Also, take care not to alienate younger men. The push towards gender balance can and does make them grumpy. Most think ‘fair enough’, but not if they feel they personally are being treated unfairly.

If the above sounds wiser than usual, it is because I took advice on the subject from Jane Hollinshead – a fan of Haldane’s Sneetches, a wise woman and an adviser to a number of blue-chip and advisory real estate firms.

“Don’t alienate older men either,” says Hollinshead. “An average 55-year-old real estate ‘lifer’ will have experienced two recessions. They can add as much value as any proptech millennial skilled in the ‘knowledge economy’. Leaving out those with grey hair leads down a slippery slope to a different type of groupthink. Becoming a diverse business needs more than ‘unconscious bias’ training courses.

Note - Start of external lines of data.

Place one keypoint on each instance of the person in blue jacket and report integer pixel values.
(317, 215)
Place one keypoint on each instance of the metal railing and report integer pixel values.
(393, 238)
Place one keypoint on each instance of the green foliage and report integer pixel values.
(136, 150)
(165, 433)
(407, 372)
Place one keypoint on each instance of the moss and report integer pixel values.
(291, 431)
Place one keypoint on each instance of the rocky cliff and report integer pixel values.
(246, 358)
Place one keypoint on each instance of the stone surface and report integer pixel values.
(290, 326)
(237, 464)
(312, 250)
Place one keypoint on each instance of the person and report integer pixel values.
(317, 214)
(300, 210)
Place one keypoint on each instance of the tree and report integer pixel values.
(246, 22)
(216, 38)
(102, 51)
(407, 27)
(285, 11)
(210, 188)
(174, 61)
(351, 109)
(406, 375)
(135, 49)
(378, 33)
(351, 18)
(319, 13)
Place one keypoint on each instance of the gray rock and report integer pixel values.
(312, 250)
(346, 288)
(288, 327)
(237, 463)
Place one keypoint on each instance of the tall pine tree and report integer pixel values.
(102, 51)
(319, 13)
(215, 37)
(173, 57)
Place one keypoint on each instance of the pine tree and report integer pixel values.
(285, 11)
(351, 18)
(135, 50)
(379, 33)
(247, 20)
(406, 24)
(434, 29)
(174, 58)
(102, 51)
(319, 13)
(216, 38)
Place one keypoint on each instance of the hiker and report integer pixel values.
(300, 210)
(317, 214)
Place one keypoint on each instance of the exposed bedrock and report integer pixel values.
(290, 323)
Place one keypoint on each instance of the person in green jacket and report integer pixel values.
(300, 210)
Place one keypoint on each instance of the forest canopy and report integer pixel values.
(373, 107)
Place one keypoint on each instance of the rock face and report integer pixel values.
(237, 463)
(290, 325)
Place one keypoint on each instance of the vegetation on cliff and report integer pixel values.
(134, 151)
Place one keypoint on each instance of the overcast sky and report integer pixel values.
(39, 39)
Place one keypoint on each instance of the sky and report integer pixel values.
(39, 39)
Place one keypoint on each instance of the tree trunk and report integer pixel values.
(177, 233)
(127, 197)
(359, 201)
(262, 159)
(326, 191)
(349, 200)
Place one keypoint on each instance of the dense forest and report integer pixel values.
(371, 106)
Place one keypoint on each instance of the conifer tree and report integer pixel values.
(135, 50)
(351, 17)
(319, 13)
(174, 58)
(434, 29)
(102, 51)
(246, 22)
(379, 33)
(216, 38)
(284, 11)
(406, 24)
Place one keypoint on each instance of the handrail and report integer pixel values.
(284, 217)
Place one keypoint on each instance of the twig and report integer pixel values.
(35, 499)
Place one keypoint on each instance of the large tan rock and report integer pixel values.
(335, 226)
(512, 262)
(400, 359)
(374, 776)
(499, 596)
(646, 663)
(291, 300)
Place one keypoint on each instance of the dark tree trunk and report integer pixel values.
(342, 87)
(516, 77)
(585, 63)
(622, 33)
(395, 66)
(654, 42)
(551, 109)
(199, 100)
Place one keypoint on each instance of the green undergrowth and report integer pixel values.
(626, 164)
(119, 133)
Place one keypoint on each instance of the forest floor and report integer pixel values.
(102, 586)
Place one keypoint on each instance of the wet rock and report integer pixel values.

“Shift the narrative from political correctness towards the language of business. Because what diversity is about, at least in business terms, is edging closer to reflecting your customer base.”

Edging being the word. Righting gender balance alone can take a decade. One last grumble from me: diversify first, then boast if you must. The field abounds with those who see the diversity star as just one more Sneetch mark to add to badges honouring their commitment to sustainability and health and safety at work. Another press release mentioning the D-word in this context and I’ll Sneetch on you.